The fallout of the University’s radiation case

To see real environmental progress, it is not enough to rely on corporate responsibility; we need a body of enforceable restrictions on corporate and institutional consumption.

Art by Kritika Rathore.

Last week, the University of Sydney was fined $61,000 for failing to properly dispose of a radioactive source belonging to a decommissioned medical imaging machine. For an institution that claims to have a strong commitment to the environment, conviction of a criminal environmental offence appears at odds with its sustainability strategy.

The source, which contained a sealed radioactive isotope, was found when a truck delivering scrap metals to a recycling yard set off alarms during a routine radiation check. 

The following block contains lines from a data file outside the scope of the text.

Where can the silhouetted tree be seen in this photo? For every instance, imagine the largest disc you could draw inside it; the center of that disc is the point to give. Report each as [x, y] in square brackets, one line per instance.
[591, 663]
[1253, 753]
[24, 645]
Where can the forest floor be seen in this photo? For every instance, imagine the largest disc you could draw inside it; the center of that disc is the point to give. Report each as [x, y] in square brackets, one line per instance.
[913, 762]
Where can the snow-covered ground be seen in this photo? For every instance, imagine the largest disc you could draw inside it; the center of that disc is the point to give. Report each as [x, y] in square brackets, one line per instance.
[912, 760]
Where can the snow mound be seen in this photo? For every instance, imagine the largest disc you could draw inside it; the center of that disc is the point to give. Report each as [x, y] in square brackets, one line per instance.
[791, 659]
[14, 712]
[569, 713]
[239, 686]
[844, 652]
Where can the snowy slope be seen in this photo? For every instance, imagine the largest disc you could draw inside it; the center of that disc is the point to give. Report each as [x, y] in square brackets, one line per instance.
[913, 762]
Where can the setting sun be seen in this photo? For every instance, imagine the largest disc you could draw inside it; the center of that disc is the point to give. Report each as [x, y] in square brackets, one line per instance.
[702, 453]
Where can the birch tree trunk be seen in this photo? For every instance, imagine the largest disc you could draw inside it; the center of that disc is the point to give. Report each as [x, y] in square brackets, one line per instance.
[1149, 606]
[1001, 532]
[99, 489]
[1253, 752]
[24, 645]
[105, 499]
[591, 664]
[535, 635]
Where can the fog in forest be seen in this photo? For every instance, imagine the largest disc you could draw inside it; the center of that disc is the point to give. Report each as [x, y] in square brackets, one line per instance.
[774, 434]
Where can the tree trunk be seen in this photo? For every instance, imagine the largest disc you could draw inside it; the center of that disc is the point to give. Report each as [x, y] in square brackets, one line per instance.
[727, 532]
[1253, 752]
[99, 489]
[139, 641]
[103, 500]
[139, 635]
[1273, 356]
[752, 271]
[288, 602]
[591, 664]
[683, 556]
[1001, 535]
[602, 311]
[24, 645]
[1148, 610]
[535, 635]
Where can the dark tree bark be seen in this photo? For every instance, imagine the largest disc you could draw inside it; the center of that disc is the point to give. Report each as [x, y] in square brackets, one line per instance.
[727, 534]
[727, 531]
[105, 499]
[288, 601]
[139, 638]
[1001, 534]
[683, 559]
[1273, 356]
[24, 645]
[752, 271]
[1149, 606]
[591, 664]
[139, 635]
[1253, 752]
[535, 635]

Identified as belonging to a PET scanner owned by the University, the Environmental Protection Agency (EPA) charged the University with four individual breaches of the Radiation Control Act. The case didn’t go to court as the University pled guilty, and in exchange the EPA dropped two of the four charges. 

So, how did this happen? 

By accident, the court ruled. The PET scanner was kept in the Brain and Mind Centre before it was decommissioned in 2018, when the University ordered its disposal as part of a refurbishment of the centre.

The University had, in fact, made arrangements for the safe containment of the source in a radiation storage facility at a nearby hospital. Unfortunately, failures in communication led to the PET machine being approved for disposal before the source had actually been removed. The University contracted a specialist removalist company to deconstruct and dispose of the machine, before it was sent to a scrap metal yard.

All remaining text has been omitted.